Promotion of oxidative lipid membrane damage by amyloid β proteins

Senile plaques in the cerebral parenchyma are a pathognomonic feature of Alzheimer's disease (AD) and are mainly composed of aggregated fibrillar amyloid beta (A beta) proteins. The plaques are associated with neuronal degeneration, lipid membrane abnormalities, and chemical evidence of oxidative stress.

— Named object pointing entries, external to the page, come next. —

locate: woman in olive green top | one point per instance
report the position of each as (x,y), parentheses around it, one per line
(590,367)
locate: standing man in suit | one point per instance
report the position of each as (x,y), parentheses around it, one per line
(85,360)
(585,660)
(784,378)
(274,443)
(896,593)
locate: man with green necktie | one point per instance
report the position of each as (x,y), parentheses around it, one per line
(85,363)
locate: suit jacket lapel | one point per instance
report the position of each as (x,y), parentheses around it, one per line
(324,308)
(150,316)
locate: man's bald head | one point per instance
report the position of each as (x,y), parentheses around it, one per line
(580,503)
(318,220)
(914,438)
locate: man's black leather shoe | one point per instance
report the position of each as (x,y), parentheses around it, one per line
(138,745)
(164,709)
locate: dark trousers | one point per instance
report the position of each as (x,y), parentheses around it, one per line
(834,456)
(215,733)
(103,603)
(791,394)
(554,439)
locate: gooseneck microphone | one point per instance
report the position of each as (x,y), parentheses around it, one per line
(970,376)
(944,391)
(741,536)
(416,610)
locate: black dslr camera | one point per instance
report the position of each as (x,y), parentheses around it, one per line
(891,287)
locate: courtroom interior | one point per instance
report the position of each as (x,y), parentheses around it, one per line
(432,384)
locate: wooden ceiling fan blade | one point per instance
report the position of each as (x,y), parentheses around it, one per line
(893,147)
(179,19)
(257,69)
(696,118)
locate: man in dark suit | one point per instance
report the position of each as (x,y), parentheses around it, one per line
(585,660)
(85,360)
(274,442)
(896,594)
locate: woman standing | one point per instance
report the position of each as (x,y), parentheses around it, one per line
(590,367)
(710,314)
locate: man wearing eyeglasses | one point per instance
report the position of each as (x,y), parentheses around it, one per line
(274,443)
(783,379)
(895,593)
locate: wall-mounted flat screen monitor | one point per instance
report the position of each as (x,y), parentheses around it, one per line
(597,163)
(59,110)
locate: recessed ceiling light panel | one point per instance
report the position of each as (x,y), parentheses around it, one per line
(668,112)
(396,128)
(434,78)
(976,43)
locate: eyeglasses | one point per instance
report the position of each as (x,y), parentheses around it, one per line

The view that A beta proteins cause these pathological changes has been challenged by suggestions that they have a protective function or that they are merely byproducts of the pathological process. This investigation was conducted to determine whether A beta proteins promote or inhibit oxidative damage to lipid membranes. Using a mass spectrometric assay of oxidative lipid damage, the 42-residue form of A beta (A beta 42) was found to accelerate the oxidative lipid damage caused by physiological concentrations of ascorbate and submicromolar concentrations of copper(II) ion. Under these conditions, A beta 42 was aggregated, but nonfibrillar. Ascorbate and copper produced H2O2, but A beta 42 reduced H2O2 concentrations, and its ability to accelerate oxidative damage was not affected by catalase. Lipids could be oxidized by H2O2 and copper(II) in the absence of ascorbate, but only at significantly higher concentrations, and A beta 42 inhibited this reaction. These results indicate that the ability of A beta 42 to promote oxidative damage is more potent and more likely to be manifest in vivo than its ability to inhibit oxidative damage. In conjunction with prior results demonstrating that oxidatively damaged membranes cause A beta 42 to misfold and form fibrils, these results suggest a specific chemical mechanism linking A beta 42-promoted oxidative lipid damage to amyloid fibril formation.